Locoregional and Systemic Therapies
When tumors are too large, numerous, or poorly situated for curative surgery, locoregional therapies are employed to target the cancer directly while sparing the rest of the liver. These catheter-based procedures utilize the liver’s unique blood supply.
Transarterial Chemoembolization (TACE) involves injecting chemotherapy drugs and embolizing agents directly into the artery feeding the tumor. This procedure effectively blocks the tumor’s blood supply while delivering a high dose of medication locally. Transarterial Radioembolization (TARE), also known as selective internal radiation therapy, uses tiny radioactive beads, containing Yttrium-90, injected into the tumor’s blood vessels, delivering high-dose internal radiation.
Locoregional treatments can serve as a bridge to transplantation, shrink tumors to meet transplant criteria, or act as definitive therapy for intermediate-stage cancer. Patients with advanced or metastatic HCC are treated with systemic therapies, including targeted drugs that block cancer growth and immunotherapies that harness the body’s immune system.
Hierarchical Condition Categories in Healthcare Billing
The second, non-clinical meaning of HCC is Hierarchical Condition Categories, a system used by the Centers for Medicare and Medicaid Services (CMS) primarily for Medicare Advantage plans. This administrative model functions as a form of risk adjustment, designed to predict the future healthcare costs of patients based on their current health status and diagnoses. The system uses specific patient diagnoses, mapped from ICD-10 medical codes, and groups them into categories that reflect similar levels of clinical severity and anticipated resource use.

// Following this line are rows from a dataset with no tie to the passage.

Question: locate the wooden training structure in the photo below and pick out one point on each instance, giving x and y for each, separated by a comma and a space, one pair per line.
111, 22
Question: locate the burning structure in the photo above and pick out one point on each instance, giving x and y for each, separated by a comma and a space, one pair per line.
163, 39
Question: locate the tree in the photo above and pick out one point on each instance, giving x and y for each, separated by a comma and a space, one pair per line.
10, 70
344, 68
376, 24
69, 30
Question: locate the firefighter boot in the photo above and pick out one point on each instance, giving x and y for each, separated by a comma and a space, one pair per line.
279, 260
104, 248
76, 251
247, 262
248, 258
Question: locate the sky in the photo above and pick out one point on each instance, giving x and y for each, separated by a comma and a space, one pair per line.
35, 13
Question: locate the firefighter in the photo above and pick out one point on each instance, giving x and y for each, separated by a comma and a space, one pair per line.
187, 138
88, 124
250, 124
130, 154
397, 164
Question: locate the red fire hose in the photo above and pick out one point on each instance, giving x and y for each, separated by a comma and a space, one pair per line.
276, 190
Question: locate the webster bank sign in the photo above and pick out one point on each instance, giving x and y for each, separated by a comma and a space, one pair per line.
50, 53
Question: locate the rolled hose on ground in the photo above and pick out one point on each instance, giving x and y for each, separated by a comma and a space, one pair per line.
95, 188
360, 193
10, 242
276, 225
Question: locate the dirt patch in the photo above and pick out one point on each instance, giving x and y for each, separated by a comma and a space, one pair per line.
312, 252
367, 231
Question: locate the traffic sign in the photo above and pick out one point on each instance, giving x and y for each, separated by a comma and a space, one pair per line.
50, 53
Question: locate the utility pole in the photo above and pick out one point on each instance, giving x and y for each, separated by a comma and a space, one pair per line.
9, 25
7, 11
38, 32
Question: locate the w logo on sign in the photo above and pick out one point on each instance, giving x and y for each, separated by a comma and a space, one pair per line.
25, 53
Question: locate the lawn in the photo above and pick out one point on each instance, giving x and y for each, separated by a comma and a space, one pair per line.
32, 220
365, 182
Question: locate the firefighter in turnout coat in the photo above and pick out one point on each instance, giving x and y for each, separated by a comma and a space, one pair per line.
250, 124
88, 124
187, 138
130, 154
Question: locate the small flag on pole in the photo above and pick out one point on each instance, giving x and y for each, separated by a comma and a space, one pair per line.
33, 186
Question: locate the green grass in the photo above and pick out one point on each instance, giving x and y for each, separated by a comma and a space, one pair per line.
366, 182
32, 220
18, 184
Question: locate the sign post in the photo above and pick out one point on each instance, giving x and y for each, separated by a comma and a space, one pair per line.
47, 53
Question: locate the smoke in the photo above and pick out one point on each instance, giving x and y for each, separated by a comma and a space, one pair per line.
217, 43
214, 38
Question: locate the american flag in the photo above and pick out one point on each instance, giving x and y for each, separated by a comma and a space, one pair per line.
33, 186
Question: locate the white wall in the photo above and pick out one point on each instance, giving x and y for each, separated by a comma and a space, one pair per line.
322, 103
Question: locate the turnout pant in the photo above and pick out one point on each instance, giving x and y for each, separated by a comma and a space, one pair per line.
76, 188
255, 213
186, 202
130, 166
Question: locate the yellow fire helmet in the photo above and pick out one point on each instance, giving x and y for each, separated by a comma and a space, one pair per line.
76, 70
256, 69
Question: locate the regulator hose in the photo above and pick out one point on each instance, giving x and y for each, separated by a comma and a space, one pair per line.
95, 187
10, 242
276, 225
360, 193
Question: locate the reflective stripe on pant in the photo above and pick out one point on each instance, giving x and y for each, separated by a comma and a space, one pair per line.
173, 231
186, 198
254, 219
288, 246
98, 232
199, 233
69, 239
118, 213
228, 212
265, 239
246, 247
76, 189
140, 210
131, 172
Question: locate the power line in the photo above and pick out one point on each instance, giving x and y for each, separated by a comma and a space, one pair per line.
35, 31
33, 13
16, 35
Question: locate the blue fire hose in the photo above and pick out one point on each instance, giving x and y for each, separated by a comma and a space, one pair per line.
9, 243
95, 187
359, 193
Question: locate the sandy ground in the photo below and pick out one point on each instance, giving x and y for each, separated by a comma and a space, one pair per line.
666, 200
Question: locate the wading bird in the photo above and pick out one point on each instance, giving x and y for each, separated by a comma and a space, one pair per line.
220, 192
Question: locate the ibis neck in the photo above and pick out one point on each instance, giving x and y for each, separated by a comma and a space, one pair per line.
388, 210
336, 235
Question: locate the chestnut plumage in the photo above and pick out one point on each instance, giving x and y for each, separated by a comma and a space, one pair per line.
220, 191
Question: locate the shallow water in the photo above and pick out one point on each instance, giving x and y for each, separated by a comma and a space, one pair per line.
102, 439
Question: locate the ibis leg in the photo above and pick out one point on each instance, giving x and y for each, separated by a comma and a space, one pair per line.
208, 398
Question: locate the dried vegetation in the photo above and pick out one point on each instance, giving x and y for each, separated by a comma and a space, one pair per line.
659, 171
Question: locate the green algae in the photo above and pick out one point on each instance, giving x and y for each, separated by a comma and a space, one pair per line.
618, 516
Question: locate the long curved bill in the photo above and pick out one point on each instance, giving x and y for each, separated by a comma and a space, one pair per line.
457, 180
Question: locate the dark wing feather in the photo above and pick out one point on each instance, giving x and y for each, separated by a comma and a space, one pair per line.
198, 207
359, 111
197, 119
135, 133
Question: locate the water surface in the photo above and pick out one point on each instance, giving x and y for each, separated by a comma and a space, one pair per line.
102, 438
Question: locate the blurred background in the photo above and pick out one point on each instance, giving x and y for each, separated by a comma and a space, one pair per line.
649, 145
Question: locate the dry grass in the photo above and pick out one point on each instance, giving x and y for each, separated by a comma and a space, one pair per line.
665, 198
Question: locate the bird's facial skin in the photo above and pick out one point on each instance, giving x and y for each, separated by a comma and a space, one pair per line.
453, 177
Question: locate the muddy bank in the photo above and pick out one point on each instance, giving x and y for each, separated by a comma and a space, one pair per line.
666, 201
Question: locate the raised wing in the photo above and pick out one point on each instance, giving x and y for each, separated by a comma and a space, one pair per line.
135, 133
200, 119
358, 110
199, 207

The purpose of the HCC model is to ensure that health plans receive appropriate funding to care for their members, particularly those with complex and chronic illnesses. Each patient receives a Risk Adjustment Factor (RAF) score, a numerical value derived from their documented HCCs and demographic factors like age and gender. A higher RAF score indicates a sicker patient who is expected to have higher medical costs, resulting in a larger payment from CMS to the health plan.

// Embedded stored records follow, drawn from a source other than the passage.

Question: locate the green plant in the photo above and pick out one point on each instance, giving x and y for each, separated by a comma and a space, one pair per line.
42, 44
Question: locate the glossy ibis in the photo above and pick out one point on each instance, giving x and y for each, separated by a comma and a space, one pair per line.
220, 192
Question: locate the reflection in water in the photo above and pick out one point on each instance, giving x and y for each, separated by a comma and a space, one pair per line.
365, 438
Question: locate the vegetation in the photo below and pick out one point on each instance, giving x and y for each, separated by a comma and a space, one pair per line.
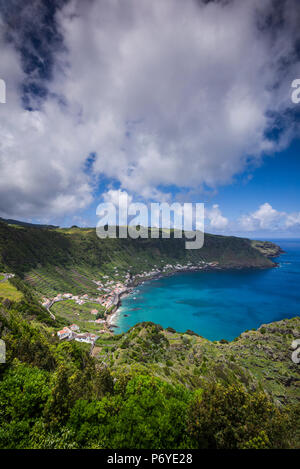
146, 388
7, 290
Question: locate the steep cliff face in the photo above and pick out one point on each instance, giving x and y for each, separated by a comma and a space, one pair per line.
258, 359
266, 248
24, 248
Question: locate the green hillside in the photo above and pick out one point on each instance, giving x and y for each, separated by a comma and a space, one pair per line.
146, 388
54, 260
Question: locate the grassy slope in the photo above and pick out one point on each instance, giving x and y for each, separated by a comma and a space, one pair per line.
258, 359
69, 259
9, 291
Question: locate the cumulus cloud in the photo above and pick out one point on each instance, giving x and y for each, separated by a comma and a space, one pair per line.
163, 93
216, 219
268, 218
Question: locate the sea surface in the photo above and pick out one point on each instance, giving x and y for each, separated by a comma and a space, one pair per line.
218, 304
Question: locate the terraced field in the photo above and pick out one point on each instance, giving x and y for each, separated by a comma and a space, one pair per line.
7, 290
49, 281
79, 314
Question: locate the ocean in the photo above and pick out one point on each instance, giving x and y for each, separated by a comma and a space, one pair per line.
218, 304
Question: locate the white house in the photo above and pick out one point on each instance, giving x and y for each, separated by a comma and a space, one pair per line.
65, 333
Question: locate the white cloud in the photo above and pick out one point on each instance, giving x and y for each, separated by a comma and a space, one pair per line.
266, 217
216, 219
292, 219
165, 93
118, 198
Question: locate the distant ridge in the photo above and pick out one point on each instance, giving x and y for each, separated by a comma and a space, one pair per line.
24, 223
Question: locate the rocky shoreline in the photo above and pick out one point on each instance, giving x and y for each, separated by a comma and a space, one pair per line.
118, 303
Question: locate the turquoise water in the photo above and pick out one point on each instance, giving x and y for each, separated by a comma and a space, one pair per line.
220, 304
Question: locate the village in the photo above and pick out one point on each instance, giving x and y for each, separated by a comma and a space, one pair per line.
109, 299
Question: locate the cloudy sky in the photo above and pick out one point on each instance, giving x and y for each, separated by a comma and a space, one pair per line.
164, 100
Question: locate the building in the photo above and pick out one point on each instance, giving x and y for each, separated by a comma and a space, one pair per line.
87, 337
65, 333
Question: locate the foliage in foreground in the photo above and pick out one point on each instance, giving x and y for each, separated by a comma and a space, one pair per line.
54, 395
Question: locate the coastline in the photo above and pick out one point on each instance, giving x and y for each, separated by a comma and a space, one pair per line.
111, 317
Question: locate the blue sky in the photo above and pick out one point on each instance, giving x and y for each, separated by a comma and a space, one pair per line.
165, 102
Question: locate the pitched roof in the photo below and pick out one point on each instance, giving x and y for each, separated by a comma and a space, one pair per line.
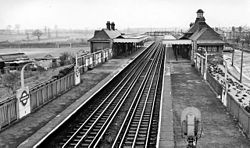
105, 35
206, 34
112, 33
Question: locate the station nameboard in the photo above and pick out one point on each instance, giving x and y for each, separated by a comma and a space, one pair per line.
23, 99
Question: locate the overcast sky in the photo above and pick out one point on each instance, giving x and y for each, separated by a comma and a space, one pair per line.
93, 14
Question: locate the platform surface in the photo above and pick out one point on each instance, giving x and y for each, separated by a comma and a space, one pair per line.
28, 131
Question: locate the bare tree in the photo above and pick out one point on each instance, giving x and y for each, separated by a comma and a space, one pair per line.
27, 35
10, 81
38, 33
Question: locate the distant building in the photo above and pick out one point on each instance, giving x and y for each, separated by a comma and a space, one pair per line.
111, 38
104, 38
47, 61
199, 35
13, 61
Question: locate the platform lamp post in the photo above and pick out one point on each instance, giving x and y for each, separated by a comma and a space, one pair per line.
205, 72
23, 96
241, 63
225, 90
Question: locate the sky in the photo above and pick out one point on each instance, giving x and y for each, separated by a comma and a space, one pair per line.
93, 14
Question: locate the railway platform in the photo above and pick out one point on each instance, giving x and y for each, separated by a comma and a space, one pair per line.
189, 89
28, 131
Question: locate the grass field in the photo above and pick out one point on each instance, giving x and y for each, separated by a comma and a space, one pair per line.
41, 52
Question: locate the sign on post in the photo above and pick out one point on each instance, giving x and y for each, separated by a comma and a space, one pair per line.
77, 75
23, 101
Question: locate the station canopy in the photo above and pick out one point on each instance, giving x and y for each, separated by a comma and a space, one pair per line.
130, 38
177, 42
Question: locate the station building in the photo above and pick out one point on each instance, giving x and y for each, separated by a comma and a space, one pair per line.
199, 35
120, 43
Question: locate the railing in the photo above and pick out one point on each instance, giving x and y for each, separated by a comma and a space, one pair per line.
49, 90
233, 106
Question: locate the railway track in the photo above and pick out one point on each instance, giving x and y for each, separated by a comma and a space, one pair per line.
124, 114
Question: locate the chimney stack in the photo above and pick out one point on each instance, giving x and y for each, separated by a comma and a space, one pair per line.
113, 26
108, 25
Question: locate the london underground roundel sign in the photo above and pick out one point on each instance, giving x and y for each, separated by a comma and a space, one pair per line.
24, 97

Accurate and complete documentation of a patient’s conditions by healthcare providers is necessary to capture all relevant HCCs. For example, a patient with diabetes, heart failure, and chronic kidney disease would have several associated HCCs, leading to a higher RAF score. This system incentivizes health plans to manage the care of medically complex individuals, ensuring that reimbursement rates align with the intensity of care required.